Une approche contreproductive
Boris Johnson cherche à influencer les unionistes pour impacter la formation gouvernementale en Irlande du Nord, critique Irish Examiner :
«Le Premier ministre semble peu se soucier du fait que le protocole constituait un élément âprement disputé de l'accord sur le Brexit entre l'UE et le Royaume-Uni, pourtant signé et célébré par Johnson comme un 'accord majeur'. ... Johnson s'emploie à caresser les partis nord-irlandais dans le sens du poil pour les inciter à 'se remettre au travail'. Il ferait mieux d'organiser des négociations avec l'UE et de résoudre le problème via des modalités appropriées plutôt que de dissimuler les fissures d'un mur qu'il a lui-même contribué à ériger.»
Lamentable
Le Royaume-Uni doit se résoudre au fait que le Brexit aura aussi des conséquences négatives, constate Sydsvenskan :
«L'accord du Brexit, censé empêcher le retour de contrôles frontaliers entre l'Irlande et l'Irlande du Nord, a créé une frontière entre l'Irlande du Nord et le reste du Royaume-Uni. Avec le Brexit, la Grande-Bretagne n'a pas seulement créé de nouvelles frontières entre elle et l'UE, mais aussi au sein même du Royaume-Uni. ... Boris Johnson a mené la bataille du Brexit. Et aujourd'hui, il se dit insatisfait des conséquences de celui-ci pour la Grande-Bretagne. Lamentable.»

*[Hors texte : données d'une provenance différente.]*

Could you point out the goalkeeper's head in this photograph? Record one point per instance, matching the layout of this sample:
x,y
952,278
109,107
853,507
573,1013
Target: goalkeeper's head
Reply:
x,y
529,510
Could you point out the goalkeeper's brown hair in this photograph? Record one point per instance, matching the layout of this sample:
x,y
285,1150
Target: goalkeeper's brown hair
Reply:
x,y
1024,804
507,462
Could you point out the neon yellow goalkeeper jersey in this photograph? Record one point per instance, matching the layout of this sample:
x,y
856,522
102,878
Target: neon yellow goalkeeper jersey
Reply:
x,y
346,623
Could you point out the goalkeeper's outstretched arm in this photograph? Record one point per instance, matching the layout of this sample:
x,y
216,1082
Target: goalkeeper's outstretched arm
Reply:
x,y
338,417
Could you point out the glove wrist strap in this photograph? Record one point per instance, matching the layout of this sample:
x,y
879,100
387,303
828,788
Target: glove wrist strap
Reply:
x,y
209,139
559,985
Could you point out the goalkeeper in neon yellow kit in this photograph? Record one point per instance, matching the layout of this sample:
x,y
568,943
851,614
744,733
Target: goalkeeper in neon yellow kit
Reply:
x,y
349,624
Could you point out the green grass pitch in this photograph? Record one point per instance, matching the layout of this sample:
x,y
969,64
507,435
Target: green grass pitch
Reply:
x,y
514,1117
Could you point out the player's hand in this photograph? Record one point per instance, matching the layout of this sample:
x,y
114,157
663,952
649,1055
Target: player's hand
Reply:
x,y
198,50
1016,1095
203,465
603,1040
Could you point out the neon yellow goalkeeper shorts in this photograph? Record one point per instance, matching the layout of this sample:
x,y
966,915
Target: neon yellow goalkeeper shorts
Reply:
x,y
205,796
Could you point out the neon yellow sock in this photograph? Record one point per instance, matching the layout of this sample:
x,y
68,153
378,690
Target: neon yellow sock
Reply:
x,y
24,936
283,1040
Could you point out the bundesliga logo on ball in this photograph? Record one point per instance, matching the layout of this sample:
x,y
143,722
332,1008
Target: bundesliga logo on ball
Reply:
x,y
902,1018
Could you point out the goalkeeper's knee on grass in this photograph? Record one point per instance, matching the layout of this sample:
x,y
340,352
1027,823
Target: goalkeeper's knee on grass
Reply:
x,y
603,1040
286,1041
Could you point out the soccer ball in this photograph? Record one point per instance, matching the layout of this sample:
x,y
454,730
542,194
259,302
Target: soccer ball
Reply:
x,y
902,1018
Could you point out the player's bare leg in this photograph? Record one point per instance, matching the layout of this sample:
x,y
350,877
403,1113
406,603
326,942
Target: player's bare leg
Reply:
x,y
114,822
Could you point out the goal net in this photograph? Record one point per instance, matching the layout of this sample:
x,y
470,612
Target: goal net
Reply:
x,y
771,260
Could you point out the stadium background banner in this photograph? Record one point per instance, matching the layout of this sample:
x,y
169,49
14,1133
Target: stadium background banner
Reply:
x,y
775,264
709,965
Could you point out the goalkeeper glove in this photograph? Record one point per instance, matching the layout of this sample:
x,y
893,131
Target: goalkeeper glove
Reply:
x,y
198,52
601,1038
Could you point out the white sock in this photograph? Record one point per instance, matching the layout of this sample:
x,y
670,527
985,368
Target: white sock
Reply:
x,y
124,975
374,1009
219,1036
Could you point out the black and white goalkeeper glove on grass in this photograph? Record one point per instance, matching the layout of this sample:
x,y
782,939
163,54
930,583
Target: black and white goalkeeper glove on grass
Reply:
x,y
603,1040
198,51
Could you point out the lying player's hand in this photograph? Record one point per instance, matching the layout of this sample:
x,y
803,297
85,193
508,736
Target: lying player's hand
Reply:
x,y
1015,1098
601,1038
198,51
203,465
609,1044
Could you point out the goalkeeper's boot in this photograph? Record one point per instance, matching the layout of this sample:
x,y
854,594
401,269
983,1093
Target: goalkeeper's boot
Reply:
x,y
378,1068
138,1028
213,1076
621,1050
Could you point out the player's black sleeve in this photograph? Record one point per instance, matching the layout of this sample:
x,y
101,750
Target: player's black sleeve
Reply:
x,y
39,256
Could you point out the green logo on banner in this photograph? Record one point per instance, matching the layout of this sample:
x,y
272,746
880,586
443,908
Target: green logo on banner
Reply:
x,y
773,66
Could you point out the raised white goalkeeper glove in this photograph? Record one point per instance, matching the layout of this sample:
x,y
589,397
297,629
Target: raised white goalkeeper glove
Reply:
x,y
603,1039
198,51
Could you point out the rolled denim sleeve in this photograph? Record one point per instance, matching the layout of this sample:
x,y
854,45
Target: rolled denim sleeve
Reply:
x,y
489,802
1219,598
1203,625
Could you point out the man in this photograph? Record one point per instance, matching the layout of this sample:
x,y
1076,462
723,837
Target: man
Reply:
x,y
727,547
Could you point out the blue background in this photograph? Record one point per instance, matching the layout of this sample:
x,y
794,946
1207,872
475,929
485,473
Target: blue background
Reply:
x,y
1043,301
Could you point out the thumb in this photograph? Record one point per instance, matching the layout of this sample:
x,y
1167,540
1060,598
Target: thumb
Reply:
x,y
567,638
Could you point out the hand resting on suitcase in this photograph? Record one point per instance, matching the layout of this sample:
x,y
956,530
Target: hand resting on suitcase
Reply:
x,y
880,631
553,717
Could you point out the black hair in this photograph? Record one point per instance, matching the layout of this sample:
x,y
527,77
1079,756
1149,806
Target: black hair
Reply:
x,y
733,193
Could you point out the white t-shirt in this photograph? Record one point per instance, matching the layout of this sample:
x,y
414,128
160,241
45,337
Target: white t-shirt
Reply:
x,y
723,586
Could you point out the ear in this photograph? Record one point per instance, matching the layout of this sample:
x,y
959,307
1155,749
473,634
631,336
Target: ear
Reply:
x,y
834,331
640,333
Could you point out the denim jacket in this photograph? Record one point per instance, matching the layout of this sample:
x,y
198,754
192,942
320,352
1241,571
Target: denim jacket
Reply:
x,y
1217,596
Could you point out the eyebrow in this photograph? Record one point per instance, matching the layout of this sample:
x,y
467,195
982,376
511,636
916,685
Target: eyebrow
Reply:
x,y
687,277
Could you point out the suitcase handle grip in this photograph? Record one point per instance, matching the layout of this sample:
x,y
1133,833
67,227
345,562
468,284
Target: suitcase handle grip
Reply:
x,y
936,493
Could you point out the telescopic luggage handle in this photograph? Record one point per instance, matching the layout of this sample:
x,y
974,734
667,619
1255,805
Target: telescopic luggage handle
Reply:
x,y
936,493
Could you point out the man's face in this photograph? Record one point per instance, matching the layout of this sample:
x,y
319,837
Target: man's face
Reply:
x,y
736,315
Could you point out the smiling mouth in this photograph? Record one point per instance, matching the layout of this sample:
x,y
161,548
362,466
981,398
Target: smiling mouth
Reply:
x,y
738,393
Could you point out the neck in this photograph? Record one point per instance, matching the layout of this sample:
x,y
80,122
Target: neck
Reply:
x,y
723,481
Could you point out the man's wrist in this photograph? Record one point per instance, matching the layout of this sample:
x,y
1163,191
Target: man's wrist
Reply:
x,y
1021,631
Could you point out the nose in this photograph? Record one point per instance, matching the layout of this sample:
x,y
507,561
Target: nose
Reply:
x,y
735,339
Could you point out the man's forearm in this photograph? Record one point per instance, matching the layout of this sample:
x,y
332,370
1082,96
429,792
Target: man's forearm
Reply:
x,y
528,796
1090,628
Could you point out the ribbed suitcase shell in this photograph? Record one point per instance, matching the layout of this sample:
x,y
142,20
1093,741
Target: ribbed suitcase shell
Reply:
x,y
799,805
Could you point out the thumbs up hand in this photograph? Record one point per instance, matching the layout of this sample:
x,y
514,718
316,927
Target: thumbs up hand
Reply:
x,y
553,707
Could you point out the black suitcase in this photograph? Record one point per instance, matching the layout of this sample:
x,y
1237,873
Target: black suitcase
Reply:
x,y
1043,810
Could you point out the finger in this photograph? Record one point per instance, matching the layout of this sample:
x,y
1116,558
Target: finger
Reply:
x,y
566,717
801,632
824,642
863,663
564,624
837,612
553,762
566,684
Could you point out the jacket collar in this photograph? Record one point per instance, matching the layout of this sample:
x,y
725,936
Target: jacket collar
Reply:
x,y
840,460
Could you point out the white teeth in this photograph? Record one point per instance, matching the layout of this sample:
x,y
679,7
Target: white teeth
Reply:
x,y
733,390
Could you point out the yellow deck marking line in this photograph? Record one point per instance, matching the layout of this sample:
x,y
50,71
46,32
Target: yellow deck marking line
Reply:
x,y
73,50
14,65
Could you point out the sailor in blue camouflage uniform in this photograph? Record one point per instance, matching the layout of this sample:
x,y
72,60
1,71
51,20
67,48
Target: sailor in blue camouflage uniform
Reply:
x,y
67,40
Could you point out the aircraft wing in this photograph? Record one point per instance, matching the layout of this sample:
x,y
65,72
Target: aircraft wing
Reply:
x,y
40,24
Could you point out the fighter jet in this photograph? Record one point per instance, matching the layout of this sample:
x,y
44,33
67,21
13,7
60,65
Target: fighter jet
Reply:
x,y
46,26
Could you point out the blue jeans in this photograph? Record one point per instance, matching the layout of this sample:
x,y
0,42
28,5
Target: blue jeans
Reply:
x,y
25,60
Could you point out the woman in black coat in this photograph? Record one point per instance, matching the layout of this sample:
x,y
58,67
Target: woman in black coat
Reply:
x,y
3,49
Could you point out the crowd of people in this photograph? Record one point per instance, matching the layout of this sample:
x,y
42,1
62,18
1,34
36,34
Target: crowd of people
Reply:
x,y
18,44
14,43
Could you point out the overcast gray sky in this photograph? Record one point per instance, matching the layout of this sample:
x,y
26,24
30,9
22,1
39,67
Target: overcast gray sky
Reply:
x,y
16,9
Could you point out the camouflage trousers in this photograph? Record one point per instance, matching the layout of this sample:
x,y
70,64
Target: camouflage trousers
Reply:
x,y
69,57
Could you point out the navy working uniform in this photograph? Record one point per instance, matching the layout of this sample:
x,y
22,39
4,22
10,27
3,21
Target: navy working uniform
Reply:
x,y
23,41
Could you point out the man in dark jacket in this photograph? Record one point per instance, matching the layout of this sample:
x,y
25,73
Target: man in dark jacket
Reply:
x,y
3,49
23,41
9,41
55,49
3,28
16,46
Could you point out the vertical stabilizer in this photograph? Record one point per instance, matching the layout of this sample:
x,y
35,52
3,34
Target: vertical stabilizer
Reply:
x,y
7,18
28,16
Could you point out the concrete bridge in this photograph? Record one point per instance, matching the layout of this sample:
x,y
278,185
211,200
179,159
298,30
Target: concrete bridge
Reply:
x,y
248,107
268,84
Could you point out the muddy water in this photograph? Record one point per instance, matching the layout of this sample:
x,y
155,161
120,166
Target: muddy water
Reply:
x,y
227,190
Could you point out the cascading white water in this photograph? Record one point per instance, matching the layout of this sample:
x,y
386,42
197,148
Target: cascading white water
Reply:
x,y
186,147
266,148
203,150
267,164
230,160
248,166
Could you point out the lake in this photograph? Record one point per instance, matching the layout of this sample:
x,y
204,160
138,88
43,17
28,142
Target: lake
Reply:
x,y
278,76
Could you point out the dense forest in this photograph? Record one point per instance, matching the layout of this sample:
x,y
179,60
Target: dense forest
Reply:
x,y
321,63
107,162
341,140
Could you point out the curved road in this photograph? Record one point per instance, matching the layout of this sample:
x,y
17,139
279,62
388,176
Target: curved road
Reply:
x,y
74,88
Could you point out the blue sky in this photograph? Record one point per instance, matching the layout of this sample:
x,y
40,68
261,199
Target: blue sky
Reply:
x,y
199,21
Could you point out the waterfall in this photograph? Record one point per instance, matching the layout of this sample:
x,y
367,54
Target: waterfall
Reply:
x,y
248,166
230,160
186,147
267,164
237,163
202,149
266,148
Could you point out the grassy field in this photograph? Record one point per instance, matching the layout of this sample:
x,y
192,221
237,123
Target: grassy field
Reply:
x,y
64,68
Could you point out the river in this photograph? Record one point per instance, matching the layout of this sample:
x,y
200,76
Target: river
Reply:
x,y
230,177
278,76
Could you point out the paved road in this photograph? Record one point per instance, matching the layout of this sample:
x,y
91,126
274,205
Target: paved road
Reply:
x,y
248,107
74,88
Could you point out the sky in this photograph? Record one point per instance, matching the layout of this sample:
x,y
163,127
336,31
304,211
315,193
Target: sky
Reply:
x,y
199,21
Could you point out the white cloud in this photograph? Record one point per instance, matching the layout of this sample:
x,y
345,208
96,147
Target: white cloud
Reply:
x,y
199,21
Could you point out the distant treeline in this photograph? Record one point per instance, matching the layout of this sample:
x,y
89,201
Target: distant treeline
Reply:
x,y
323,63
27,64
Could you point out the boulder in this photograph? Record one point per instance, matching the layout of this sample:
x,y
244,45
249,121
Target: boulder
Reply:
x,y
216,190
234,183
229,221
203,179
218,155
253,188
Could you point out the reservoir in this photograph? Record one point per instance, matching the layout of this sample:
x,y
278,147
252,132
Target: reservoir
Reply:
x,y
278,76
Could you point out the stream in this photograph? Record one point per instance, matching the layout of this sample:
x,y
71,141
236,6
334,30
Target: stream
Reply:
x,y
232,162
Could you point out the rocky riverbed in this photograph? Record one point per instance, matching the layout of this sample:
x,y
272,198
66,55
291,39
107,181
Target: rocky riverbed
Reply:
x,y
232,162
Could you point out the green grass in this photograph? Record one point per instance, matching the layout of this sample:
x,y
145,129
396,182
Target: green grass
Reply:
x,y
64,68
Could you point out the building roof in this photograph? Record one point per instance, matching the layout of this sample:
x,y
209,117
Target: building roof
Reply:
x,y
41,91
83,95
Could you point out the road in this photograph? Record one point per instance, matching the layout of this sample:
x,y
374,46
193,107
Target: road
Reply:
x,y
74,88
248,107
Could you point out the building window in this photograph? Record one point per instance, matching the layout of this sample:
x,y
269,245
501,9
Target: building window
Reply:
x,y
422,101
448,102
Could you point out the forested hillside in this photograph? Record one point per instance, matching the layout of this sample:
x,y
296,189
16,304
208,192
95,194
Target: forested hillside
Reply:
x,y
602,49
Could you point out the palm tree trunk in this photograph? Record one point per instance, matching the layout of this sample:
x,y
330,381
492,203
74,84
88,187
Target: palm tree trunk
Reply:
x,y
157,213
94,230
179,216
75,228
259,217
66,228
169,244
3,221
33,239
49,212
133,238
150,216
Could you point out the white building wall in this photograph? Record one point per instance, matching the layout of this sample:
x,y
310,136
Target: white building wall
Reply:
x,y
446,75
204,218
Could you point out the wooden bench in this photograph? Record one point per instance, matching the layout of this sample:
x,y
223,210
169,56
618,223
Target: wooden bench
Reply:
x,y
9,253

Johnson rattrapé par ses mensonges
Il existerait, théoriquement du moins, une solution simple à ce dilemme pour Londres, estime Salzburger Nachrichten :
«Johnson et sa dynamique ministre des Affaires étrangères, Liz Truss, entendent torpiller le protocole nord-irlandais sans autre forme de procès. De manière unilatérale, à l'encontre du droit international et du droit des contrats. Un procédé pour le moins absurde, car ce qui s'est produit était inéluctable : la province britannique d'Irlande du Nord ne peut être simultanément dans l'UE et en dehors de celle-ci. ... Il y aurait bien une solution simple : il suffirait que Londres continue elle-même à appliquer les normes européennes relatives aux produits alimentaires et à la santé animale. La majeure partie des contrôles n'aurait alors plus lieu d'être. Ceci reviendrait à faire voler en éclats un nouveau mensonge de Johnson, à savoir que l'ensemble des règles de l'UE sont absurdes et inutiles.»